# Need Honda Help!!



## Joe.USMC (Feb 11, 2010)

I am in the market looking to buy a used Honda 4x4. I have owned a Brute force, yamaha grizzly 660 and a big bear 400. I do not know much about honda's other than they last for ever, I have seen some for sale with over 6,000 miles on them and lord only knows how many hours on them. 

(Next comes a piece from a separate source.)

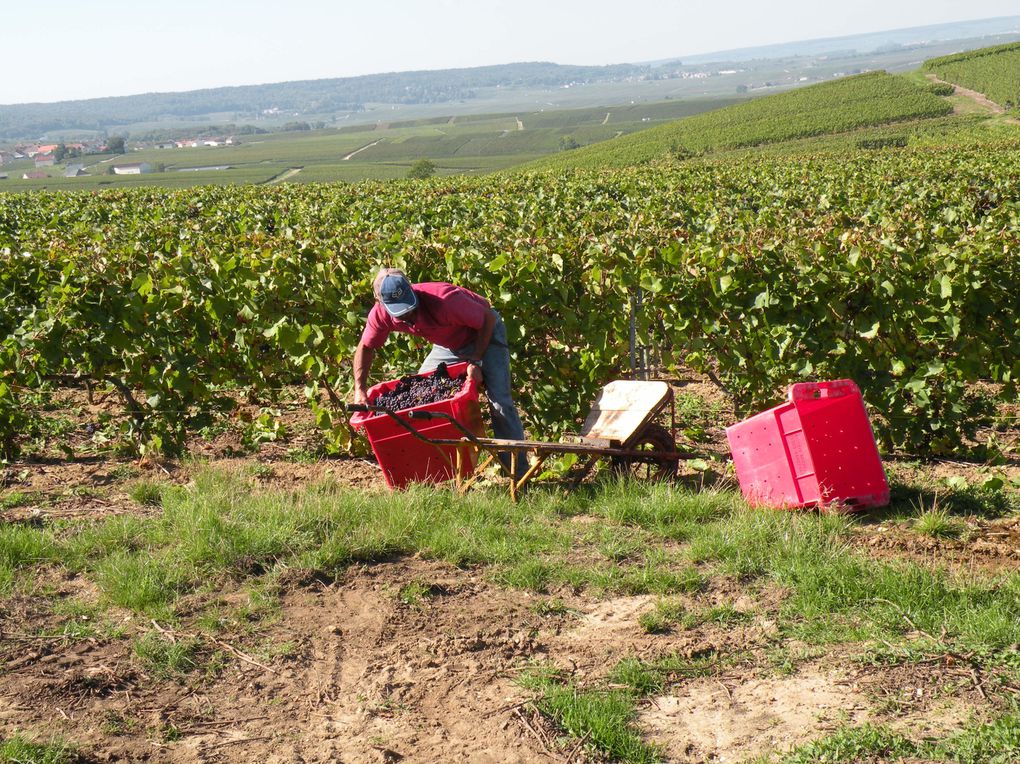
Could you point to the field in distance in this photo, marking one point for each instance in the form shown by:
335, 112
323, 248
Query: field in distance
457, 145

My questions are on what to look for and what model to stay away from? I do not want full time 4x4. I like the foremans and the ranchers and looking to spend about $2,200 on a used one. I have seen many out there on craigslist close to within my price range. Thanks for any advise on Hondas.


----------



## bigdigger1527 (Dec 1, 2009)

i love my foreman, but the ranchers are awesome as well from what ive heard. craigslist is definitly the way to find one, just watch out for the scams :bigok:


----------



## 08GreenBrute (Jul 13, 2009)

well i like my foreman 450 and it has 3300 miles on it and runs great no issues at all. i had a few ranchers and if they ever start smoking you have to split the case and clean the little nooks and crannies out it not just a simple ring install. id try and find a 03+ foreman that way it has the traxloc which is 2wd/4wd


----------



## Joe.USMC (Feb 11, 2010)

08GreenBrute said:


> well i like my foreman 450 and it has 3300 miles on it and runs great no issues at all. i had a few ranchers and if they ever start smoking you have to split the case and clean the little nooks and crannies out it not just a simple ring install. id try and find a 03+ foreman that way it has the traxloc which is 2wd/4wd


Thanks for the heads up on the Ranchers, I like the foremans allot.


----------



## mudmaster (Jan 16, 2011)

yeah stay away from 350 ranchers but the 420s are awesome!!! and the 03+ 450s are some good bikes too!


----------



## joemel (Mar 1, 2010)

well my lil bro has a 03 foreman 450 lil sis has a 08 rancher 420 and i have a 07 foreman 500 we love them but if you want a rancher get the one with irs if not stay with a foreman


----------



## byrd (Jul 14, 2009)

Id still take the 07 420 sea rancher over any foreman 500. My 07 did better in the mud than my uncles 09 foreman

Your not riding unless you break it!


----------